Ratingen: Jecken kennen keine Krise

Karneval: Mit dem Rathaussturm wurde am Donnerstag die heiße Phase der fünften Jahreszeit eingeläutet.

Ratingen. Finanz- und Wirtschaftskrise? Na und! Die Ratinger Jecken lassen sich davon weder beeindrucken noch einschüchtern: Sie läuteten am Donnerstag mit dem Sturm aufs Rathaus die heiße Phase des Karnevals ein. Und allem Gerede von den schweren Zeiten zum Trotz - oder gerade deswegen - feierten sie so zahlreich und ausgelassen wie schon lange nicht mehr.

Angesichts der schieren Übermacht der Möhnen und anderen Narren hatte Bürgermeister Harald Birkenkamp schnell der Mut verlassen. Verkleidet als Zimmermann (was zu süffisanten Wortspielen führte: "der Bürgermeister als Zimmermann - oder umgekehrt") verteidigte er mit dem Kinderprinzenpaar nicht sehr nachhaltig seinen Verwaltungsbau.

"Hat keinen Zweck, ich ergebe mich", rief er überpünktlich um 11.11 Uhr aus dem ersten Stock des Ratstraktes der Menge auf dem Vorplatz zu und schwenkte die weiße Fahne. Dann eilte er schon davon, um Prinzessin GabrieleI. den symbolischen Rathausschlüssel zu überreichen.

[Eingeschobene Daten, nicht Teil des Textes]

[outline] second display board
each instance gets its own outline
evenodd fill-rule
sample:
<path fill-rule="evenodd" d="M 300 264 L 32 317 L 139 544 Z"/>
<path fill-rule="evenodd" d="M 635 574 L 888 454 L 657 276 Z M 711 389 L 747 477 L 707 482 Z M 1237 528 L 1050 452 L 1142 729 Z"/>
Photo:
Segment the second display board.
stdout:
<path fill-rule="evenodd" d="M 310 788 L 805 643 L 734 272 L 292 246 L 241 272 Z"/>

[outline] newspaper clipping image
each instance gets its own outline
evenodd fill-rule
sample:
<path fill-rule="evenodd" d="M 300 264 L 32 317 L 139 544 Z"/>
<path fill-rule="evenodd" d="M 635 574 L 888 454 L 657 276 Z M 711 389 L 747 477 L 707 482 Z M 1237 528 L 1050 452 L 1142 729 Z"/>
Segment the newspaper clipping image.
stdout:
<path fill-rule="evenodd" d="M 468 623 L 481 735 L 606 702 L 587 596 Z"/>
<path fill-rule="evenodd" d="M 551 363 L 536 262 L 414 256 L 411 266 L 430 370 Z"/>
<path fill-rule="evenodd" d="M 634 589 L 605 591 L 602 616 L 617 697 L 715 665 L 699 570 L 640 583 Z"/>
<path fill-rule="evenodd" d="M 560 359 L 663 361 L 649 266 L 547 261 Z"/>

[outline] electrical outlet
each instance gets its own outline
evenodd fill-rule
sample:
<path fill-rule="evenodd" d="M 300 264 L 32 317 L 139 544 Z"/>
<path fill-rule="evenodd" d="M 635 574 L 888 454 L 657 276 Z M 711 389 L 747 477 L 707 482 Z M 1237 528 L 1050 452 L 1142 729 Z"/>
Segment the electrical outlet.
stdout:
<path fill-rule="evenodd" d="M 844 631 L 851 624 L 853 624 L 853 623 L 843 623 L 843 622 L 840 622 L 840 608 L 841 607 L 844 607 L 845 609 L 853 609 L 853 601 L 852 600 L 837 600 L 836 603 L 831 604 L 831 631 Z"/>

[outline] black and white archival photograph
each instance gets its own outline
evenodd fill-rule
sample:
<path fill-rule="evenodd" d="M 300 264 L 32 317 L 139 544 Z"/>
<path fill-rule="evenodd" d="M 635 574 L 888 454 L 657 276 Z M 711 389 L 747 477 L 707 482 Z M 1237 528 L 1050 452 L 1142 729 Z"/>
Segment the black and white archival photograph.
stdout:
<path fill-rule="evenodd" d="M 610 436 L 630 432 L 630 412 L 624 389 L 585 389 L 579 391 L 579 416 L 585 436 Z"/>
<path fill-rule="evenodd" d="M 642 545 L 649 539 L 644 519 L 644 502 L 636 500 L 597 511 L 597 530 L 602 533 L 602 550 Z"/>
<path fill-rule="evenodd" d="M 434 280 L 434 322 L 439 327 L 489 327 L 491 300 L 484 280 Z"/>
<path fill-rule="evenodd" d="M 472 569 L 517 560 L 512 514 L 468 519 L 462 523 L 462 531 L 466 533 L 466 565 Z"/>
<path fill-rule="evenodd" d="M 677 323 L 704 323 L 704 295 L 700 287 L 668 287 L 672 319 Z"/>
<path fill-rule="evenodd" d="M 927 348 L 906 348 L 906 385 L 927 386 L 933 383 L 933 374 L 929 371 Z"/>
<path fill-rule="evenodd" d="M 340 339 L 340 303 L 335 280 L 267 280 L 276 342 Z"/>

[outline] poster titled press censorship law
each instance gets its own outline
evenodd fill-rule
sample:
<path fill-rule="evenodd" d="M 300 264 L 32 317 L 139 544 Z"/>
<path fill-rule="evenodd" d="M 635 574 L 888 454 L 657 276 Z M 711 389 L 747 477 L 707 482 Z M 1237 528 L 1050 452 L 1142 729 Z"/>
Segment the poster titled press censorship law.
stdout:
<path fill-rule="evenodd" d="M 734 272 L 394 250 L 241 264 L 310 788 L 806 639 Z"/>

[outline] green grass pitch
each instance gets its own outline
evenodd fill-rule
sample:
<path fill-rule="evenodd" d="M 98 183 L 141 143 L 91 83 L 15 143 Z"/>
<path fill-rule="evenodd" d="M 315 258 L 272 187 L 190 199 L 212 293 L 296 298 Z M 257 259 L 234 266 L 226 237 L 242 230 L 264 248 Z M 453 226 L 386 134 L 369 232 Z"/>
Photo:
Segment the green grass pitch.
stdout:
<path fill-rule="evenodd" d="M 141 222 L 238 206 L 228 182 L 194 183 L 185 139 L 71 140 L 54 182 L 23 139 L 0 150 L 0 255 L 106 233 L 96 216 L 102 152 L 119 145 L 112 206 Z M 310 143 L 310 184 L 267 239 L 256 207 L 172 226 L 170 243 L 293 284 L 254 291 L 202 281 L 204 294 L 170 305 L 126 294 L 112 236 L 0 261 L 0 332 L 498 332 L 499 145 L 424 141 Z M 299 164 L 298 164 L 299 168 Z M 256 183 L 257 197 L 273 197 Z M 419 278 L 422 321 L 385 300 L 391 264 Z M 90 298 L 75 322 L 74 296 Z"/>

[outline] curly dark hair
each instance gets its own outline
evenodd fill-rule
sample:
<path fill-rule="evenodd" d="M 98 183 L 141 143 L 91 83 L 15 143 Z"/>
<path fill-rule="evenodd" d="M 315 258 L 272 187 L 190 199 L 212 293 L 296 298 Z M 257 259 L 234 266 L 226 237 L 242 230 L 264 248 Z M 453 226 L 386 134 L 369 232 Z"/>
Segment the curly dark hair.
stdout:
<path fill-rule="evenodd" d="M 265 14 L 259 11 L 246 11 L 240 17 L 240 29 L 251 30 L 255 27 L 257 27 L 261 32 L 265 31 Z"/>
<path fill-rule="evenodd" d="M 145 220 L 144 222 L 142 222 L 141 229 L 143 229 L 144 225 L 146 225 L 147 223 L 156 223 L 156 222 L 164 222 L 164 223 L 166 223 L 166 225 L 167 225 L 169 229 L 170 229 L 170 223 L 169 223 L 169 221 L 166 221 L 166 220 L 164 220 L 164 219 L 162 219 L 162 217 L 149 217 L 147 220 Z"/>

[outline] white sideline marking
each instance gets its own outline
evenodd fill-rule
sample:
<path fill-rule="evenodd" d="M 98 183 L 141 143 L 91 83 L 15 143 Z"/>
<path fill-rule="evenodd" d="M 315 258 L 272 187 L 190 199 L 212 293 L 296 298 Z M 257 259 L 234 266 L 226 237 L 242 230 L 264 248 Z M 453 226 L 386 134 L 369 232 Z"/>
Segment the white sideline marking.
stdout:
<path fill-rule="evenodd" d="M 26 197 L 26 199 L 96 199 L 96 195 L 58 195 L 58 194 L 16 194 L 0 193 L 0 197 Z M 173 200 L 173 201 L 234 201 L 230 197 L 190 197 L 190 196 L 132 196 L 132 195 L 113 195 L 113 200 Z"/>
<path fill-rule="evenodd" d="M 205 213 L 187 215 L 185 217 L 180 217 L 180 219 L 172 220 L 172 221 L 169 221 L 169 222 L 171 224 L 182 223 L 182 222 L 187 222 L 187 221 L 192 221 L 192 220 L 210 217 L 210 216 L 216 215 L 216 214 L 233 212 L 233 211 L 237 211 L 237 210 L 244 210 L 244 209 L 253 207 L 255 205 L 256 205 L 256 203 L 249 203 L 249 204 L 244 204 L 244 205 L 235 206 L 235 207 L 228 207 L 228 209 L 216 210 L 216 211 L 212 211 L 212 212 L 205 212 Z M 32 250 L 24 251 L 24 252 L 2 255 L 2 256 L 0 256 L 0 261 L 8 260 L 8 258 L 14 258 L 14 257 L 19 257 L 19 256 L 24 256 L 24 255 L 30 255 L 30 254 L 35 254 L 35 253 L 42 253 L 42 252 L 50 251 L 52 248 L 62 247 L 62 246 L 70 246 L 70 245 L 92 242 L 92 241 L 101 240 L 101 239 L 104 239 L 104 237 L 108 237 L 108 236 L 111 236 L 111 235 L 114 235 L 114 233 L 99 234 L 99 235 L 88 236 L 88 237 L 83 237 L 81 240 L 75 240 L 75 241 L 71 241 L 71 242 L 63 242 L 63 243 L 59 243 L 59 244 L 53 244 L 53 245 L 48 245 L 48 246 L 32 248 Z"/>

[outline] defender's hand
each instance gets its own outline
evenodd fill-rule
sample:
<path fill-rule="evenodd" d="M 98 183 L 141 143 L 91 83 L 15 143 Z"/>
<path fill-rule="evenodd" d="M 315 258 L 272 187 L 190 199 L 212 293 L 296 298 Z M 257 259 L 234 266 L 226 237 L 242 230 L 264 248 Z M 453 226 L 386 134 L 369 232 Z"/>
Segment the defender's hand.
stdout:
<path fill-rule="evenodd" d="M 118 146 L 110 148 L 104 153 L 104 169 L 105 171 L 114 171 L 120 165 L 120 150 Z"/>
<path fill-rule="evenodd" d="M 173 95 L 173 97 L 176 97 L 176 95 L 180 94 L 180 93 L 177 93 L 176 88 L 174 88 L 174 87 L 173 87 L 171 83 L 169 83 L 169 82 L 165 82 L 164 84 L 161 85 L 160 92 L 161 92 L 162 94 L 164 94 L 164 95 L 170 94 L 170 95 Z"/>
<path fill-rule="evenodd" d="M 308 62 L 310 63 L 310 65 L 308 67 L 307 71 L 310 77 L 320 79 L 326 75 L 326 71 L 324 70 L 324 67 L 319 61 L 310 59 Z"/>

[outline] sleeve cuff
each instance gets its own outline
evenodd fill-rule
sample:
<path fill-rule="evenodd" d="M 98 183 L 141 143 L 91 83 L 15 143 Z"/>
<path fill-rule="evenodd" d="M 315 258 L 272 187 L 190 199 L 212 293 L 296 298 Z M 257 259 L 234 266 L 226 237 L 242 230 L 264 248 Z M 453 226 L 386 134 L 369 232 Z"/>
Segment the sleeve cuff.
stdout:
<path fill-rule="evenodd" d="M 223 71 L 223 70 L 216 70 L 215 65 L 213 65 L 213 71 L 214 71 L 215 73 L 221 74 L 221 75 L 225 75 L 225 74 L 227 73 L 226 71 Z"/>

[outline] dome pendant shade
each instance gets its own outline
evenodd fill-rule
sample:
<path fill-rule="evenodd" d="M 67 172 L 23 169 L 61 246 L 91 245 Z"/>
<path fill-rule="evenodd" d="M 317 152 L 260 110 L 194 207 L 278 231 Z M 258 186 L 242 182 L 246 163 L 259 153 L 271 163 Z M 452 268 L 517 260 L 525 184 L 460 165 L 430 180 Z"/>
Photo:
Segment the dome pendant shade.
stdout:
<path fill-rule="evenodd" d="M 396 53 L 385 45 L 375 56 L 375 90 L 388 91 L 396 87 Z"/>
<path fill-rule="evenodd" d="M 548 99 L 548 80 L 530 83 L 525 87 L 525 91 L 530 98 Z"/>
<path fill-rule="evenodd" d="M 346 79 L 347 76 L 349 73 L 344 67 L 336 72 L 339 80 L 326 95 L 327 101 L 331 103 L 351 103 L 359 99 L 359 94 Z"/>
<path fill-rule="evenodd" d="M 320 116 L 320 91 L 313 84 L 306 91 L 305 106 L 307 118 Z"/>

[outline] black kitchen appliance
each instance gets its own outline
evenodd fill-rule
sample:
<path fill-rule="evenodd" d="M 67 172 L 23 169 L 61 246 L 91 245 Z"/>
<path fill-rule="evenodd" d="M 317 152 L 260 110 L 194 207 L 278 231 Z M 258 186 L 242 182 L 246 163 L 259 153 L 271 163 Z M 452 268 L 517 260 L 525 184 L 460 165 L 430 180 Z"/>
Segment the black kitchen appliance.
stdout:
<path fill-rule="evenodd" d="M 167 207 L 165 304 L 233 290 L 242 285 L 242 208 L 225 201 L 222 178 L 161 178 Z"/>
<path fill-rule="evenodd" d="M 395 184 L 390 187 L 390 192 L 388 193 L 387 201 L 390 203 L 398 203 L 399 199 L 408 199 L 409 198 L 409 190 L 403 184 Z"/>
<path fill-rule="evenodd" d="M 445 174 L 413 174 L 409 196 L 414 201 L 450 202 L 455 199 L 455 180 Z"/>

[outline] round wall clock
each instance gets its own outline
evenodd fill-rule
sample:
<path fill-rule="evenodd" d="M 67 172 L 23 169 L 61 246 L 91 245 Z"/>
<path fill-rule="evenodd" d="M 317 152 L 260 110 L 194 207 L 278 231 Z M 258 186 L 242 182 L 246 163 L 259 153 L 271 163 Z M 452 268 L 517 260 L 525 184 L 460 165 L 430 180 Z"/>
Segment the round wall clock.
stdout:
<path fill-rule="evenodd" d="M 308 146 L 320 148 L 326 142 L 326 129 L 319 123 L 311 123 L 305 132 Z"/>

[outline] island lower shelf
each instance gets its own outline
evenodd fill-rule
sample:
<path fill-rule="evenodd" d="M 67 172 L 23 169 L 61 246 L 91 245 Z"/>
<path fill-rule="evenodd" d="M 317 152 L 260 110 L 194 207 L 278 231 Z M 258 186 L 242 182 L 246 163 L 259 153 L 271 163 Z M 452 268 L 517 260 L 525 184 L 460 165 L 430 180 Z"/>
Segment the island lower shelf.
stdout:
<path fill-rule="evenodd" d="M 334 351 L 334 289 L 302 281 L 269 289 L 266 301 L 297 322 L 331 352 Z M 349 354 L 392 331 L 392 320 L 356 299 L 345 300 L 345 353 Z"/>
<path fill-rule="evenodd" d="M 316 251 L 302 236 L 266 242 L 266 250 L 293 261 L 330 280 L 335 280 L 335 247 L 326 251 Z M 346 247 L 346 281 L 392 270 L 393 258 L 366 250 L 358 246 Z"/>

Mit "Rathaussturm, helau!" und "Spaß, helau!" stürmte, oder besser betrat GabrieleI. mit Gefolge dann den Ratstrakt und machte den Fraktionen ihre Aufwartung. Mit ihr fegte Schirmherrin Ulrike Gloyna durch die Räume - hinreißend verkleidet als schwarze Witwe mit einer gleichnamigen Riesenspinne auf dem Kopf.

Bei der Bürger Union im erstern Stock tummelten sich Gäste jeglicher politischer Couleur und aus der Verwaltungsspitze. Zu Mettbrötchen und Berlinern zapfte BU-Parteichef Paul Feldhoff Altbier, Angela Diehl verteilte steinharte Lebkuchen-Orden (die gibt der Zahnarzt seiner Familie). Feldhoff fehlte noch ein wenig die Spritzigkeit, was man ihm aber nachsah: Schließlich hatte er zuvor bis tief in die Nacht gefeiert.

Dezernent Dirk Tratzig kam als Mischung aus Zorro und Musketier daher, Projektmanager Siegfried Aring ging als arabischer Scheich. "Isch bin aus de Emirate. Wat kost’ denn der Quatsch hier? Isch kauf’ dat!", nahm er die Rathaus-Sanierung aufs Korn, die er betreut. Susanne Stocks, Fraktionschefin der Grünen, hatte sich als "Kampfmolch" verkleidet - in Anspielung auf das Hickhack um die Molche beim Bau der Bezirkssportanlage.

Mittendrin im Getümmel eine Handvoll Matrosen - vom Schnellboot "Wiesel", mit dem die Stadt eine Patenschaft hat. Für die Jungs mit den echten Uniformen war das Bützen ein echter Nahkampfeinsatz.

Bei der CDU wurden Erfrischungen gereicht: offene Fenster. Tatäää! Stadtverbandschef Rolf Steuwe sorgte jedoch mit seiner Verkleidung als Cäsar (andere sagten als "Brutus") für Aufsehen. Ansonsten ging es recht locker zu. Bürgermeisterkandidat Stephan Santelmann wurde jedoch vermisst. Er war in Köln geblieben.

Nebenan herrschte bei der neusten Fraktion im Rathaus, den Freien Wählern Ratingen, dichtes Gedränge. Bei leckeren Schnittchen, Alt und Sekt gab man sich die Klinke in die Hand. Ein Clownspüppchen in der Ecke mit einem Schild "Sechstes Fraktionsmitglied - Hanno" sorgte für reichlich Heiterkeit, nur bedingt aber bei der CDU. Der Betroffene, Ratsherr und Landwirt Hanno Paas, konnte dann manchen verkrampften Mundwinkel entspannen: Ich bleib’ erstmal in der CDU", lachte er.